Il y a, dans cette trilogie du Hobbit, une constante, irrévocable, sacralisée, comme une donnée irrémédiable, laquelle serait-on forcé de supporter, presque sagement : la longueur. Pas seulement celle des versions longues, d’une moyenne de trois heures, et disponibles uniquement une fois la sortie DVD, mais plus globalement celle des films présentés au moment de leur sortie, et dont le faible support, intitulé « intrigue », bien qu’étiré dans tous les sens, n’aura jamais légitimé l’adaptation en trilogie.

Ce troisième volet ne déroge pas à la règle : là encore, très peu de substance, mais beaucoup de personnages, et autant de sous-intrigues à exploiter. Sauf qu’ici, aucune ne le mérite, tant l’enjeu paraît faible. Exemple le plus frappant à cet égard : le personnage d’Alfrid, insupportable, peu drôle et inutile, et qui souffrait déjà du même symptôme dans La Désolation de Smaug. Smaug, qui constituait d’ailleurs un personnage éclatant, au traitement numérique impeccable, objet de l’immense climax du précédent film, se retrouve ici expédié en quinze minutes et une séance de tir à l’arc assez ridicule. Une fois cet épisode acté, la grande bataille peut donc commencer.

THE HOBBIT: THE DESOLATION OF SMAUG

Problème est – et il est majeur pour un film de siège – que cet affrontement n’aura jamais rien d’épique, la faute à un affreux montage au bulldozer, ne permettant jamais aux scènes de se répondre les unes aux autres, et qu’au bout d’une demi-heure de gameplay façon jeu vidéo, l’on sature déjà. Redondante et poussive, suivre l’avancée concrète des événements devient quasi-impossible tant ces histoires de dynastie, de familles et de royaumes laissent le spectateur totalement en dehors du récit, désespéré de constater que Peter Jackson n’a jamais été aussi performant que lorsqu’il filmait de long plans larges aériens, des décors de cartes postales éblouissants, ou bien de courtes séquences de grandiloquence visuelle, telles des mouvements de cinéma très amples et un brin désuets, notamment le simple déploiement des armées.

Seulement, les nombres et les positions de ces armées laissent la désagréable impression de varier au gré des besoins d’un scénario bien trop peu abouti. Il y a aussi cette incapacité à faire de Bilbon le personnage principal d’une saga (qui se nomme quand même Le Hobbit) qui ne lui laisse ni le temps ni l’espace (c’est un immense paradoxe) de se construire en tant que tel, comme condamné à demeurer banale sous-intrigue de son propre film. Inhérent au même ennui, les autres personnages, aussi profonds que ceux du Labyrinthe, ne permettent jamais de laisser déborder l’émotion voulue en fin de film.

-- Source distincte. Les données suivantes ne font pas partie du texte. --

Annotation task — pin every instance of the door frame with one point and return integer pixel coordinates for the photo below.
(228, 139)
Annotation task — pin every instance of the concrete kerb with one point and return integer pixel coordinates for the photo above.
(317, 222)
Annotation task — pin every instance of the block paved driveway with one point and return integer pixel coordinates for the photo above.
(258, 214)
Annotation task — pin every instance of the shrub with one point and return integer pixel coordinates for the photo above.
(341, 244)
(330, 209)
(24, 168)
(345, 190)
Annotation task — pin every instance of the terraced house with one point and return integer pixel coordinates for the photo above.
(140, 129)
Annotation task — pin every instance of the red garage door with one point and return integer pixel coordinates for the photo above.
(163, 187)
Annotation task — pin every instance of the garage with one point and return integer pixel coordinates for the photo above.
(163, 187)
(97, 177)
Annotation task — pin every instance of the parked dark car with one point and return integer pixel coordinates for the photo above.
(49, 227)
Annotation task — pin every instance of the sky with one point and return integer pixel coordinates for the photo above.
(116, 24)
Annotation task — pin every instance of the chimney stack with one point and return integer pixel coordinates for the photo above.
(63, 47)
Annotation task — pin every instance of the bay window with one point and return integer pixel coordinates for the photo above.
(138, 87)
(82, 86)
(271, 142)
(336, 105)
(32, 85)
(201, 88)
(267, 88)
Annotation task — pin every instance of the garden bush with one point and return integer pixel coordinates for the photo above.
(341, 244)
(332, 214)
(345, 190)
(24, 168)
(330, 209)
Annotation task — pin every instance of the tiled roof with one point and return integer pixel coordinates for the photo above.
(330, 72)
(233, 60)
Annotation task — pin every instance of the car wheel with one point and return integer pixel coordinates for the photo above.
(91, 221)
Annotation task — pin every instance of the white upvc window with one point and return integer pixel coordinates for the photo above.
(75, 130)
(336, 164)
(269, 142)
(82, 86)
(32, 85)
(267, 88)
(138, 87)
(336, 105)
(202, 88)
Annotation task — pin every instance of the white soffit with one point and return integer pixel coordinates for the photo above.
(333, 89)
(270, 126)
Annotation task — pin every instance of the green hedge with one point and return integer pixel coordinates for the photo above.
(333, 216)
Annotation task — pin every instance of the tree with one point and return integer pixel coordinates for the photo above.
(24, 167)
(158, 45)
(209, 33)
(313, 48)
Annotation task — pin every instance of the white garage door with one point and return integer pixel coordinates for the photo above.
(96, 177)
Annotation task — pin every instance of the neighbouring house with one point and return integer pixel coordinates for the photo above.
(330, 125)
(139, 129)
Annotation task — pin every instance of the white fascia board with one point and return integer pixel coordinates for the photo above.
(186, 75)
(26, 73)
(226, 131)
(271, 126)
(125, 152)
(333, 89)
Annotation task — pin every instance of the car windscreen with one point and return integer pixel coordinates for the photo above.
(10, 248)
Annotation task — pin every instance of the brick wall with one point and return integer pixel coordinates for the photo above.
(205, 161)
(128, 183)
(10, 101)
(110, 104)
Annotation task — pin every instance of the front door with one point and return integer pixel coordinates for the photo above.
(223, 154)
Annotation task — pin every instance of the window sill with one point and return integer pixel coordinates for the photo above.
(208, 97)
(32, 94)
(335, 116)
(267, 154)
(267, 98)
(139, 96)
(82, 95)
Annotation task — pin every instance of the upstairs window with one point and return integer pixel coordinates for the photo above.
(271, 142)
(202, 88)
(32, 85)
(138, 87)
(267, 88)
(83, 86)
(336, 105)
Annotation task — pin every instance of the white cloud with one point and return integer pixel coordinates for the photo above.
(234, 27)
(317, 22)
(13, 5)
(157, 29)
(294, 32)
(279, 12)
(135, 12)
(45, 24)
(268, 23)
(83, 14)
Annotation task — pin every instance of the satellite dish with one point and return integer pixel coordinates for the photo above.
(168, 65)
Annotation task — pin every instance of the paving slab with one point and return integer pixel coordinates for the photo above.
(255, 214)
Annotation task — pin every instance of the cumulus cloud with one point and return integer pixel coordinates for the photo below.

THE HOBBIT: THE BATTLE OF THE FIVE ARMIES

Car oui : insuffler de l’émotion après avoir usé et abusé de toutes les bastons pendant plus d’une heure et demi : voilà le défi (manqué, bien entendu) que s’est lancé le réalisateur, décidément incapable de dire adieu à une saga qu’il aura charcuté dans tous les sens. Et ce n’est ni la romance ronflante entre Tauriel et Kili ni la niaiserie des décisions des personnages qui ne viendront contredire l’indubitable constat : ce Hobbit-là est sans doute le moins réussi des trois.

Avec des décors et des visuels somptueux, mais une intrigue affreusement découpée, exploitée n’importe comment, et surtout, pour le spectateur, l’impression d’être resté 6 mois dans son siège, Peter Jackson conclut sa deuxième trilogie en plein marasme et sonne l’adieu à sa Terre du Milieu. Il était temps.